If you are unsure whether your artwork file is valid, open it in a different image editor or viewer than the one used to create it. Confirm that it is truly square, saved as JPG or PNG, and uses RGB color space rather than CMYK, which is intended for print.

Feed Validation Issues

Feed validators may report both errors and recommendations. Errors usually need to be fixed before podcast apps can reliably read your feed. Recommendations may not always prevent the feed from working.

We recommend using Cast Feed Validator, which is maintained by Blubrry and designed specifically for podcast feeds.

Note: Some older feed validation tools may flag modern podcast tags as errors or warnings because they have not been updated for newer podcasting standards.

Example: Feed Content Modified by a Plugin or Theme

A podcast feed should be clean XML. If a plugin, theme, or server tool changes the feed output, podcast apps may have trouble reading the content correctly.

Examples of modified feed content include:

  • RSS XML appearing all on one line
  • Line breaks stripped from episode descriptions
  • HTML comments added to the bottom of the feed
  • Extra scripts, tracking code, or debugging output added to the feed

If you see unexpected content in your feed source, disable plugins one at a time and temporarily switch to a default WordPress theme to identify the source of the issue.

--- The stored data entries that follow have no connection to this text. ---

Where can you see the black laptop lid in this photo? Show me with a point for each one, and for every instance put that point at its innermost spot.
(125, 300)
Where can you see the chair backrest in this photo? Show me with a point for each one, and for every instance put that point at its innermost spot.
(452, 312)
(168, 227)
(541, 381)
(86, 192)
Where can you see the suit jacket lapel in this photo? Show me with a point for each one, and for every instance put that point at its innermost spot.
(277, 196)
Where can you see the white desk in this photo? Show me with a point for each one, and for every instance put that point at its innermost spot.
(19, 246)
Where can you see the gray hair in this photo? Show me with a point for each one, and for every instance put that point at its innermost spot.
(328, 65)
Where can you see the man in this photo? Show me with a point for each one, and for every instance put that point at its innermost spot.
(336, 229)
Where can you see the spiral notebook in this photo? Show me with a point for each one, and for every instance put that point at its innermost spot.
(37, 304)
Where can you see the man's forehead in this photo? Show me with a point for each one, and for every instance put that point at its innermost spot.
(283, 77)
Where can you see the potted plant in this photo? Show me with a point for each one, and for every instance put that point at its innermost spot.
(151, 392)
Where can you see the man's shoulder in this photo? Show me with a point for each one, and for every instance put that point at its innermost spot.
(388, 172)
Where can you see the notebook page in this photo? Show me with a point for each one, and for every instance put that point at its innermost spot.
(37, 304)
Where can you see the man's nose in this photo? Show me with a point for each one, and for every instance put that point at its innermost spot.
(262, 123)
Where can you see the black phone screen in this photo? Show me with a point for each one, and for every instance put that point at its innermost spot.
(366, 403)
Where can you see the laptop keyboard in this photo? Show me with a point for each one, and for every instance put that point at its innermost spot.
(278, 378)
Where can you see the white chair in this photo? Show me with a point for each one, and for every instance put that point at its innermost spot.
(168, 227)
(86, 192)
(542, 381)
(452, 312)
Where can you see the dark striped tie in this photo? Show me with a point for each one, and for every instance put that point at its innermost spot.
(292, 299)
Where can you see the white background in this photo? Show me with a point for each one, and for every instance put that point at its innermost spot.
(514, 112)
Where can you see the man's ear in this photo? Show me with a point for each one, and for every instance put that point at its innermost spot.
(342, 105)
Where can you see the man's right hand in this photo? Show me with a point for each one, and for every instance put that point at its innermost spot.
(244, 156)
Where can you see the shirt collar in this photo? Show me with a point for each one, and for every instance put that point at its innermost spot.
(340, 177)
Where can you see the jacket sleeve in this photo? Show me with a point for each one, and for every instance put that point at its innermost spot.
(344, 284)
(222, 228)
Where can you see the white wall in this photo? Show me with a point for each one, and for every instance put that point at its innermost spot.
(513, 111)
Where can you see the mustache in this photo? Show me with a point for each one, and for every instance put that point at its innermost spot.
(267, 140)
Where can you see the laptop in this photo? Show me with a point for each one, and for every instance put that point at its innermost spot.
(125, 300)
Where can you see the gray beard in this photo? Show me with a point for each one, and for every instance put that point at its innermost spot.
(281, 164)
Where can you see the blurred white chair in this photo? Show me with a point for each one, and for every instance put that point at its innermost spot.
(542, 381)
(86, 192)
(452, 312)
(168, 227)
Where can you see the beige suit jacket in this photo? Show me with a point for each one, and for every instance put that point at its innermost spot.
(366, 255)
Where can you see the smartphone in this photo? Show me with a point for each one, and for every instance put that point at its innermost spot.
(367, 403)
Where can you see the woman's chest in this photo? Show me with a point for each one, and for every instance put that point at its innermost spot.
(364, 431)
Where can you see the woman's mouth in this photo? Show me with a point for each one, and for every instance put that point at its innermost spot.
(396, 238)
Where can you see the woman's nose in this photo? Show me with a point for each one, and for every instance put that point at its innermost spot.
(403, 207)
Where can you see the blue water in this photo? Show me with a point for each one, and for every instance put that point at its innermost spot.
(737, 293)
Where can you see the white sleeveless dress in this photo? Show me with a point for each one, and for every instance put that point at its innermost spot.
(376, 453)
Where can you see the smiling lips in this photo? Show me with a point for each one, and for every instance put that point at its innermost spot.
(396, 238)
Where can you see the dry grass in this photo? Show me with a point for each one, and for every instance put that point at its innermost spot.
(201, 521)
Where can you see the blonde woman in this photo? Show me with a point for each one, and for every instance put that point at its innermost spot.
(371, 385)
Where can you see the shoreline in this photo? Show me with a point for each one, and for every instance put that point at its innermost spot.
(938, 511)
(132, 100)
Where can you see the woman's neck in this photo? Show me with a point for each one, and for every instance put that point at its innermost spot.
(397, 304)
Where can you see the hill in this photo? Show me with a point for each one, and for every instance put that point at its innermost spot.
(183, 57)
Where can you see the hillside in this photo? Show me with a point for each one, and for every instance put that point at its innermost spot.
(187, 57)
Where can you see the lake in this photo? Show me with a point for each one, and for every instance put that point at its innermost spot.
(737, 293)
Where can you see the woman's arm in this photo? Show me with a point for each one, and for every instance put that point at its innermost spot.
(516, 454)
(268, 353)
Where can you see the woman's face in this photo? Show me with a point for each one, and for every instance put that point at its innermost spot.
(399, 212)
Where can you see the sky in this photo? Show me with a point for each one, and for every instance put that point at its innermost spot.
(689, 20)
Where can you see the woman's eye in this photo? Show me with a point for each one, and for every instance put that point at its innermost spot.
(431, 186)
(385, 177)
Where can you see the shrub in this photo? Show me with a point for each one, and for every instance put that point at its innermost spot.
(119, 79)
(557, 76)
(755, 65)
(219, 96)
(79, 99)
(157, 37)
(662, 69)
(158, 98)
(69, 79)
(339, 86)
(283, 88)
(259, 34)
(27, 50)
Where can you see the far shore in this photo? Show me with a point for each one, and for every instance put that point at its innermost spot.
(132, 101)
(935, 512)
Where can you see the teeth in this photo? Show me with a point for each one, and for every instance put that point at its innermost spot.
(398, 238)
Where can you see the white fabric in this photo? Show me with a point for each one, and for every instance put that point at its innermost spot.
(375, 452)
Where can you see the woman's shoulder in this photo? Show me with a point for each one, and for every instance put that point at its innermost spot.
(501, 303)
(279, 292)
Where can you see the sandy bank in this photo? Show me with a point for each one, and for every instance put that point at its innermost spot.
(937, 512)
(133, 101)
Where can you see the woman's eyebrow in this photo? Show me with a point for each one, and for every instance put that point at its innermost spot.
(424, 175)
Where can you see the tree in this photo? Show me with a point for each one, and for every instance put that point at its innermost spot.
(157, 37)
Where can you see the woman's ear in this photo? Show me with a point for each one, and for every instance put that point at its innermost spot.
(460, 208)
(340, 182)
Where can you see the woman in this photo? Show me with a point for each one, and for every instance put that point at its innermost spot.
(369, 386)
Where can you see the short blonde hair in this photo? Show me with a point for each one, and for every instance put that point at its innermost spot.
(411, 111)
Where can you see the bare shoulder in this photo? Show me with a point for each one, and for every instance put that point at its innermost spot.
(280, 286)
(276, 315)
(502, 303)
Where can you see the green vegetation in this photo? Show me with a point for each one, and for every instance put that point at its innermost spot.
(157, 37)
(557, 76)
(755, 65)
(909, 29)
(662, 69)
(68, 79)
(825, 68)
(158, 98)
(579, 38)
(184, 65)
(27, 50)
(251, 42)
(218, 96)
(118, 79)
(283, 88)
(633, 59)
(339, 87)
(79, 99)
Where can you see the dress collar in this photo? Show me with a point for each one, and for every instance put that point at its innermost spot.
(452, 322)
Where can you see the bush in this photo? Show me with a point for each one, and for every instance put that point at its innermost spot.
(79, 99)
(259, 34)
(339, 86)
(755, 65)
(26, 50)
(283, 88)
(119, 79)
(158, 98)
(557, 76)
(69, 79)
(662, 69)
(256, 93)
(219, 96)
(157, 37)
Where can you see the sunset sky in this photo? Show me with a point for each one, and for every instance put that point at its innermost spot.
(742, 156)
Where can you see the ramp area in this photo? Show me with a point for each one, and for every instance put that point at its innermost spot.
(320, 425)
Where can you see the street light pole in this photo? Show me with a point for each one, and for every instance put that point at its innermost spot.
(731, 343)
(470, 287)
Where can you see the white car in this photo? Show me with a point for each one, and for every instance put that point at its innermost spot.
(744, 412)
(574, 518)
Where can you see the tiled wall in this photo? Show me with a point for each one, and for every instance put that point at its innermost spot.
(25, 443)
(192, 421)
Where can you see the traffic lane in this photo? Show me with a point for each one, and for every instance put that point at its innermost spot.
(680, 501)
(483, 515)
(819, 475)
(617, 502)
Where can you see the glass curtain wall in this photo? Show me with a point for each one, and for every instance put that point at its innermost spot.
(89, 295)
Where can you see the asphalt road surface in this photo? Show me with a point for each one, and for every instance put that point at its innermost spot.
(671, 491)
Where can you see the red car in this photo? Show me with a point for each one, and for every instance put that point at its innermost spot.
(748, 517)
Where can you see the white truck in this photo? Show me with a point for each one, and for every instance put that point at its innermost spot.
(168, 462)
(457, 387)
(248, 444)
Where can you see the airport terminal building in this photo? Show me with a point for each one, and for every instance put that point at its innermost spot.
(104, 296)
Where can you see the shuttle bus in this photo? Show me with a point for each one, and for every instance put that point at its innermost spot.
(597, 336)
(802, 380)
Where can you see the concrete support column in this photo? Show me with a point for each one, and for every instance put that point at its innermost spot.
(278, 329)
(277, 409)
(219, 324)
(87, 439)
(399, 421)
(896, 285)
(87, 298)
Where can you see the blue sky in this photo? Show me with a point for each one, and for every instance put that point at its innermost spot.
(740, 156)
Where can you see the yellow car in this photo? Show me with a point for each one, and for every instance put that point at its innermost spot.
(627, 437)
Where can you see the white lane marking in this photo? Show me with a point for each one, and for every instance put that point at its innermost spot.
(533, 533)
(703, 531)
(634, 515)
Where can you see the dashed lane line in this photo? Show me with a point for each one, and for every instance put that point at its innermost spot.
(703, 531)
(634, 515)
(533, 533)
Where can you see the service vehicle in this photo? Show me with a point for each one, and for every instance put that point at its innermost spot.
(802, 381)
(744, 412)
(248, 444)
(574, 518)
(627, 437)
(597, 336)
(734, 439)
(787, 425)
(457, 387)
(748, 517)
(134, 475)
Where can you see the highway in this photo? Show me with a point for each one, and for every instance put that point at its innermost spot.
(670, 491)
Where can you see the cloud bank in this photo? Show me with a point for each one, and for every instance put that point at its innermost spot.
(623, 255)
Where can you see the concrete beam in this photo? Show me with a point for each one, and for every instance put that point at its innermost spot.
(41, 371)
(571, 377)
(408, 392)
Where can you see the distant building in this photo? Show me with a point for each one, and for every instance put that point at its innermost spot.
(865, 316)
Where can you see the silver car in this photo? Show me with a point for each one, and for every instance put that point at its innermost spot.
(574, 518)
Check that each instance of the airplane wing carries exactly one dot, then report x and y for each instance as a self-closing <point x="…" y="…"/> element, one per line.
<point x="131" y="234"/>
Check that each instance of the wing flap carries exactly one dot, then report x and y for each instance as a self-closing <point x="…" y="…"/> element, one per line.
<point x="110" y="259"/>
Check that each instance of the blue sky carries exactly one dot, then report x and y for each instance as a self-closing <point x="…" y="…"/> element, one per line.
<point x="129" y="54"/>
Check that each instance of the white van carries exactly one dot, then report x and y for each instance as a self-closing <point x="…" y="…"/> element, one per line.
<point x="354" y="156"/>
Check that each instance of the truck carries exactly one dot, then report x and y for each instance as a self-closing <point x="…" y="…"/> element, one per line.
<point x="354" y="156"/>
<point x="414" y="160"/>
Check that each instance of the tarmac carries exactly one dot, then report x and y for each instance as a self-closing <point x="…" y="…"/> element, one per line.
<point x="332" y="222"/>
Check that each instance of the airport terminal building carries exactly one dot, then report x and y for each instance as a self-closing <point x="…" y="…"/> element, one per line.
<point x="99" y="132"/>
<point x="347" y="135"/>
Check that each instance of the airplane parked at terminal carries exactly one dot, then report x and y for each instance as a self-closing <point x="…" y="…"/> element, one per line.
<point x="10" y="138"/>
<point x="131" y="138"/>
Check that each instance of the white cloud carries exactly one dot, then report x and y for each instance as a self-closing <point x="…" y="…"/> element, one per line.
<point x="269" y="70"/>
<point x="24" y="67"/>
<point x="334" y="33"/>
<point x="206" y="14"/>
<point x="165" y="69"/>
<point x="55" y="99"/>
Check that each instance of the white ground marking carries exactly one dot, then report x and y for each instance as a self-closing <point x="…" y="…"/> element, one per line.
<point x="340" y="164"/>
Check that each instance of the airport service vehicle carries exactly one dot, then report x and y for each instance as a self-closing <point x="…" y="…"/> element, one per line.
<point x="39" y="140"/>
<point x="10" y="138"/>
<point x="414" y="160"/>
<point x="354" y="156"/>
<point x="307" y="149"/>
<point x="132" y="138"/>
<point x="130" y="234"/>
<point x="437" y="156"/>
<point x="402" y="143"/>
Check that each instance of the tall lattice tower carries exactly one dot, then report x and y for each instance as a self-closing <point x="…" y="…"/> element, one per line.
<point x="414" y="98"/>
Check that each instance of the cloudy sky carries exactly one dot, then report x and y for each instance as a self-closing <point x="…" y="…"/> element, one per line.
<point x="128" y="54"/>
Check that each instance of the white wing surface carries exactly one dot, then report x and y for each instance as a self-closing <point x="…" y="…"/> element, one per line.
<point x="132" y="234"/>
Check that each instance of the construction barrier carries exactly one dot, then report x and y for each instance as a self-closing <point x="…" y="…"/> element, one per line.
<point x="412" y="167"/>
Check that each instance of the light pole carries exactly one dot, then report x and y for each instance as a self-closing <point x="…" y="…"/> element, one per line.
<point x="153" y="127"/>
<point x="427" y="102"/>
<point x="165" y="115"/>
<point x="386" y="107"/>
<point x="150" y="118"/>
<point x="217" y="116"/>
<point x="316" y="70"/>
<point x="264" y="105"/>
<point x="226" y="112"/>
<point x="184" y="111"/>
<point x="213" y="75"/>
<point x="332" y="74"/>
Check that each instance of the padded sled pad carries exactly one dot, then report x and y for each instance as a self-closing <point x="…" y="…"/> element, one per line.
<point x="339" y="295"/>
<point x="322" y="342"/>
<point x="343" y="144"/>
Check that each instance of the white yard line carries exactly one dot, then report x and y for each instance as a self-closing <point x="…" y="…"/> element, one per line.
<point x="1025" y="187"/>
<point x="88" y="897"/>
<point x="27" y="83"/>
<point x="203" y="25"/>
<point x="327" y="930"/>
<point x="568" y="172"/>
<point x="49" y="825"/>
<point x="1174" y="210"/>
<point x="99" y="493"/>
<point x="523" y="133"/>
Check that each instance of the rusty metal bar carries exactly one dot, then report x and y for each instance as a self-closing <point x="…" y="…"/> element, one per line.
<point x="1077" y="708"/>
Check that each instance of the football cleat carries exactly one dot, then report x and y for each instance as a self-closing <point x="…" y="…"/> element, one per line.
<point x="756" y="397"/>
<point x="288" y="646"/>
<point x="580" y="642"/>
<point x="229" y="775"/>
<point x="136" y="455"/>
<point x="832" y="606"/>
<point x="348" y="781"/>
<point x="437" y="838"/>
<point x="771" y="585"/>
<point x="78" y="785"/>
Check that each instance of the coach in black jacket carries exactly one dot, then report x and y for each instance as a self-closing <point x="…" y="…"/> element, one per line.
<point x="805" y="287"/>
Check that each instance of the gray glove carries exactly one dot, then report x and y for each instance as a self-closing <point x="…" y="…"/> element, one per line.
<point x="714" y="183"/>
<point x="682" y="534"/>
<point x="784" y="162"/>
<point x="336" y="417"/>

Example: Blank Line Before the XML Declaration

A valid XML document should begin immediately with the XML declaration. For podcast feeds, the first line should begin with something similar to:

<?xml version="1.0" encoding="UTF-8"?>

If there is a blank line before this declaration, feed validators may report the feed as invalid.

This is usually caused by:

  • A plugin outputting extra whitespace
  • A theme file containing extra space before or after PHP tags
  • Whitespace in wp-config.php
  • Whitespace in another WordPress core or custom file

Start by checking for plugin or theme conflicts. If the issue remains after disabling plugins and switching to a default theme, check wp-config.php for blank lines before the opening PHP tag or after the closing PHP tag.

Example: A Valid RSS Feed

A valid podcast RSS feed should begin with the XML declaration and contain well-formed XML. Feed elements should open and close correctly, and the feed should not include unexpected HTML, scripts, comments, or blank lines before the XML declaration.

When viewing the source of a valid feed, you should expect to see structured XML with podcast-specific tags for your show, episodes, artwork, media files, and other podcast metadata.

What to Do Next

  1. Validate your feed with Cast Feed Validator.
  2. Check whether the issue is an error or a recommendation.
  3. Use the Diagnosing Feed and/or Player Issues with PowerPress guide to test for plugin or theme conflicts.
  4. If the feed validates but directories still have trouble updating, contact your web host and ask them to check server request handling, caching, and byte-range support.